Le Président François eut beaucoup plus de difficulté à faire accepter une autre réforme qui peut sembler anodine à côté, celle de l'orthographe. Il faut dire que le comité de citoyens qui avait élaboré le projet de réforme n'y était pas allé de main morte. Il s'agissait ni plus ni moins de faire du français une langue phonétique. A chaque lettre ou groupe de lettres devait correspondre un son et vice versa. Ainsi le son "fe" serait dorénavant seulement représenté par la lettre "f", "téléphone" deviendrait "téléfone" et "pharmacienne" "farmacienne" . De même le son "ke" serait rendu seulement par un "k", "quintal" muterait en "kintal" et "crabe" en "krabe". Le son "se" serait uniquement transcrit par "s" ce qui fait que "François" s'écrirait "Fransois" etc.

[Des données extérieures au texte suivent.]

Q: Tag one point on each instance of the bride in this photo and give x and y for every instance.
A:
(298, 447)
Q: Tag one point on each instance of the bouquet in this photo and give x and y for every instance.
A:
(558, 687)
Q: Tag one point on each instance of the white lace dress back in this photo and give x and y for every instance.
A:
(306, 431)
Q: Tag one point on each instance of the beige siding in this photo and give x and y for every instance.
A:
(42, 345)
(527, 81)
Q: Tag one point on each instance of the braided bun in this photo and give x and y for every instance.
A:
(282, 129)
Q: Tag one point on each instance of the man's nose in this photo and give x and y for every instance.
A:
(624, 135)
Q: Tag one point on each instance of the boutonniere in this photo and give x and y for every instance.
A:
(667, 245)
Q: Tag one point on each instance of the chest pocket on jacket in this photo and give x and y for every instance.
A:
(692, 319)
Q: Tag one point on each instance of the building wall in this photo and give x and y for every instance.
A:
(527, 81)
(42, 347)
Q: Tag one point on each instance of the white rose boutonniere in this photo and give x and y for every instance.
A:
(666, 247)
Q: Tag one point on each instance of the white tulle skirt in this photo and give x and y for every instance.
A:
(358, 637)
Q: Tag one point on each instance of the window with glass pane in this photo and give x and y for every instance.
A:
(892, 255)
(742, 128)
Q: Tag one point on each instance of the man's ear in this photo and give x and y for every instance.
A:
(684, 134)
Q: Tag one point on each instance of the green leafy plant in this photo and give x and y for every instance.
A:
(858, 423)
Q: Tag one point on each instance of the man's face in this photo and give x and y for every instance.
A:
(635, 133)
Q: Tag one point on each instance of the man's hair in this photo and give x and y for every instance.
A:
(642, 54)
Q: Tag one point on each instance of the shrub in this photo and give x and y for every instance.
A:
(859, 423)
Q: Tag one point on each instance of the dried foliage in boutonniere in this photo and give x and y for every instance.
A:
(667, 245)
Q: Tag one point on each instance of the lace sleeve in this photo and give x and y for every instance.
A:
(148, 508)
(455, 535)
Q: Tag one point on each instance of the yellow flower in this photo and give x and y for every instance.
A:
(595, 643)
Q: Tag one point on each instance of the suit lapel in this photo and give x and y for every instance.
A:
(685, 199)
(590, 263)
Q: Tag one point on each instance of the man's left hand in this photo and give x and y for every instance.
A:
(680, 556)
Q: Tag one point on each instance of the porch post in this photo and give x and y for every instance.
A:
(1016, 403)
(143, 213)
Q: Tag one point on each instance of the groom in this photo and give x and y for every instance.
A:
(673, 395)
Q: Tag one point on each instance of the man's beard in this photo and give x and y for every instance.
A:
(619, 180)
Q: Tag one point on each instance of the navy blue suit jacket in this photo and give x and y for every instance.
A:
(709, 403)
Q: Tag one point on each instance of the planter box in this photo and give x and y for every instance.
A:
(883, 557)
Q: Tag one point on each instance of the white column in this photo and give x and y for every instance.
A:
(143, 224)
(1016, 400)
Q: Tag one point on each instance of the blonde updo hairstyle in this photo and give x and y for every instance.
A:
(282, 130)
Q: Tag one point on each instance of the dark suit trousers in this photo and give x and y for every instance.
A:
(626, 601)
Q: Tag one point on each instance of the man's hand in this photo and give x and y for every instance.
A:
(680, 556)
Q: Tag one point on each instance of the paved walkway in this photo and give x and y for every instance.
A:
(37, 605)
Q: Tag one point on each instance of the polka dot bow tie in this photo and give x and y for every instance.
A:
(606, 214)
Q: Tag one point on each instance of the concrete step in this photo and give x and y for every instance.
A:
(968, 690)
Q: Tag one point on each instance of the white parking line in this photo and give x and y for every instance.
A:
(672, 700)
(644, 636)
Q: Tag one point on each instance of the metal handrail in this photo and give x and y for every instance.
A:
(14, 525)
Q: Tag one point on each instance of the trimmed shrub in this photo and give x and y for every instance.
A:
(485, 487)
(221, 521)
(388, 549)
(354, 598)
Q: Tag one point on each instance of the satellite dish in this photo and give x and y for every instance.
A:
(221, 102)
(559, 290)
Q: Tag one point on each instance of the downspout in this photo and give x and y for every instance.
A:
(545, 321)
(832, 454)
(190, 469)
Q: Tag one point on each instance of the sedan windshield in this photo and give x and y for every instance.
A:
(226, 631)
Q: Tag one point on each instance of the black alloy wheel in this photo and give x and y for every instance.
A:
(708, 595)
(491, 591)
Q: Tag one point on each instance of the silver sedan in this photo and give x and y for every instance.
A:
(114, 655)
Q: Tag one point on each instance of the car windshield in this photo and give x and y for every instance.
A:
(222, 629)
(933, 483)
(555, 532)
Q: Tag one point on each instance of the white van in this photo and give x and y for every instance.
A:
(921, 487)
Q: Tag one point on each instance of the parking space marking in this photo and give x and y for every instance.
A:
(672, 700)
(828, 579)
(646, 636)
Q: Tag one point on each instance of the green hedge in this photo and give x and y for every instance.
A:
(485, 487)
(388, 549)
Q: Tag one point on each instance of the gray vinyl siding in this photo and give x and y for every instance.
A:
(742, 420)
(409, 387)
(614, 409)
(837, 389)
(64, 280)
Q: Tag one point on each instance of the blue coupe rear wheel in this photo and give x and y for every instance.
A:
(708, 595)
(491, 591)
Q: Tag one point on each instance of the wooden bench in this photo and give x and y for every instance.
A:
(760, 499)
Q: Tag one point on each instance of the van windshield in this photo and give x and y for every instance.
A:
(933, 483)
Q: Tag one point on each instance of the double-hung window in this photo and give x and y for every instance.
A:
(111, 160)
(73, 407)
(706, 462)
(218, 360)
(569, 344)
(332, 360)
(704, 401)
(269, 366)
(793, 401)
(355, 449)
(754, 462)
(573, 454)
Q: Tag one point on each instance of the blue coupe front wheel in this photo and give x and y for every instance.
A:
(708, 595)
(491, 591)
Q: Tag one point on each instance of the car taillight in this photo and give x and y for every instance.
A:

Une telle réforme visant à extirper les fossiles de la langue avait été menée dans toute l'Europe du nord un siècle et demi plus tôt sans faire de vagues. En France, le simple fait de l'envisager provoqua un tsunami. Des bancs de l'Académie Française à ceux du Parlement montèrent des clameurs réclamant la démission d'un président qui mettait en danger la langue française et donc la République elle-même puisque l'article 2 de la constitution stipule que le français est la langue de la République.
François ne démissionna pas pour autant mais cette réforme avortée l'empêcha de se représenter. Après qu'il eût remis les clés de l'Elysée à son successeur il retourna dans son Finistère natal et, déçu de ce que son prénom ne puisse pas s'orthographier "Fransois", il entreprit une démarche auprès de l'officier d'état civil pour le bretonniser, ce qui revenait de fait à reprendre l'ancien.
Après saisine du procureur, sa demande fut acceptée sous réserve que Fanch, comme il s'appelait de nouveau, renonce au tilde sur le "n" afin de ne pas mettre la République en danger.